[Beowulf] Re: Re: Home beowulf - NIC latencies

Fri Feb 11 12:14:11 PST 2005

On Fri Feb 11, 2005 11:49:48... Joachim Worringen wrote
> Greg Lindahl wrote:
> >On Thu, Feb 10, 2005 at 01:35:06PM -0700, Maurice Hilarius wrote:
> >>If I have a fantastic device that uses infinitely small time (latency) 
> >>and moves huge amounts of data (bandwidth) but in doing so it takes 80% 
> >>of a CPU, we do not have a useful solution..
> >
> >If large cpu usage is a problem, it will show up nicely in real
> >application benchmarks.
> 
> True. I always wonder what the low-CPU-usage-advocates want the MPI 
> process to do while i.e. an MPI_Send() is executed. For small messages 
> (which are critical for many applications), it's somewhat like 
> requesting that a local memory-write has to show low CPU usage.

For blocking operations with short messages, low CPU usage shouldn't be the
main concern.  Measuring latency relative to CPU usage doesn't make much sense.

> 
> Of course, I can think of scenarios in which data transfers w/o CPU 
> usage do promise advantages, and I have implemented and evaluated such 
> techniques myself. But in the end (for the application), it always 
> boiled down to latency and bandwidth as most applications don't honor 
> "true" asynchronous communication.

Yep.  We seem to have several micro-benchmarks that determine what the overlap
potential of the network is, but I've never seen anything that determines
what the overlap potential of an application is.  It would be interesting
to see what the overlap potential of real applications is.

> 
> The latest unsuccessful case of uncoupling computation and MPI 
> communication I read about was BG/L when using the second CPU as a 
> message processor.
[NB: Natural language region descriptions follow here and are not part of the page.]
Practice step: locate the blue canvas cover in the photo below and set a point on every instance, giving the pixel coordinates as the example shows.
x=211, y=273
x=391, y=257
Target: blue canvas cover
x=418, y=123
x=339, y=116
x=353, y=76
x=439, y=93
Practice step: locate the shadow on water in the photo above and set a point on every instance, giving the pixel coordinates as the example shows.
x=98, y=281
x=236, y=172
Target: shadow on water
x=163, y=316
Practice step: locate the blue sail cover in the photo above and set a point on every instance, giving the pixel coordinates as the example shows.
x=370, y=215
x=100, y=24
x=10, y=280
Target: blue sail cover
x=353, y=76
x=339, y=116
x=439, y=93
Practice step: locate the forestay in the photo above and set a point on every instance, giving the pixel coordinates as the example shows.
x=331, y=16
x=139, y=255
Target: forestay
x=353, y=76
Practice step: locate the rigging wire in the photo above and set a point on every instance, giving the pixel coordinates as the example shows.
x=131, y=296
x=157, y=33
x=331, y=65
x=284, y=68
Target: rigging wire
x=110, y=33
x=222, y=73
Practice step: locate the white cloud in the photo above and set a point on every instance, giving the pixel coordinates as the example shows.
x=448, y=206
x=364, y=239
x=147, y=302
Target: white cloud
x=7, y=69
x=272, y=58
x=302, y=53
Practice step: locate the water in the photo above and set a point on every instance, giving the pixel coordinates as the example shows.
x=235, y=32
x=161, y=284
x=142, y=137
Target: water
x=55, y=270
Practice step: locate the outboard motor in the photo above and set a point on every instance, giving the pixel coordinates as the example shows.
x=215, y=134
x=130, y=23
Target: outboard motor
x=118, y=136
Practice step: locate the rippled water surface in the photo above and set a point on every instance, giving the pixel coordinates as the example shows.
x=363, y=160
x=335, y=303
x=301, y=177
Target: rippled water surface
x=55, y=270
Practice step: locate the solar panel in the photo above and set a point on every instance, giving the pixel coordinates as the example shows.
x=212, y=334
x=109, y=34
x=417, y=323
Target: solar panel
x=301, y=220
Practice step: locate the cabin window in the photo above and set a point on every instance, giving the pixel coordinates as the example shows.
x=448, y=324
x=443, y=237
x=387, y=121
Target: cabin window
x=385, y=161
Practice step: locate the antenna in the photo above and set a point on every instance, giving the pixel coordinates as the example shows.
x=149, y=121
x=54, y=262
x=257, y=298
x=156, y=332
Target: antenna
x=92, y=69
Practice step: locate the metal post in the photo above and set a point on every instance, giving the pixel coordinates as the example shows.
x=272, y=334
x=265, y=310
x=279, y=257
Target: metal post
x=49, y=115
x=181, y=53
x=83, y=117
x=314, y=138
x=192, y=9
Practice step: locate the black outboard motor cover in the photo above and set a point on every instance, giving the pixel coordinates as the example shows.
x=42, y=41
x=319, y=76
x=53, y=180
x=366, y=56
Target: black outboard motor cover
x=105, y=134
Maybe Myrinet MX will behave differently by making 
> the MPI itself more concurrent on hardware level (is this a correct 
> description, Patrick?) - but it will need matching applications, too.
> 

BG/L is unique is many ways.  For example, using the second processor for
communications doesn't actually help with progress -- the application still has
to make MPI library calls to make progress on outstanding posted operations.
So, even if the application was coded to take advantage of overlap, it
probably wouldn't gain much by using the second processor.

MX should be able to provide overlap and progress, like Quadrics and a few
other technologies do.

-Ron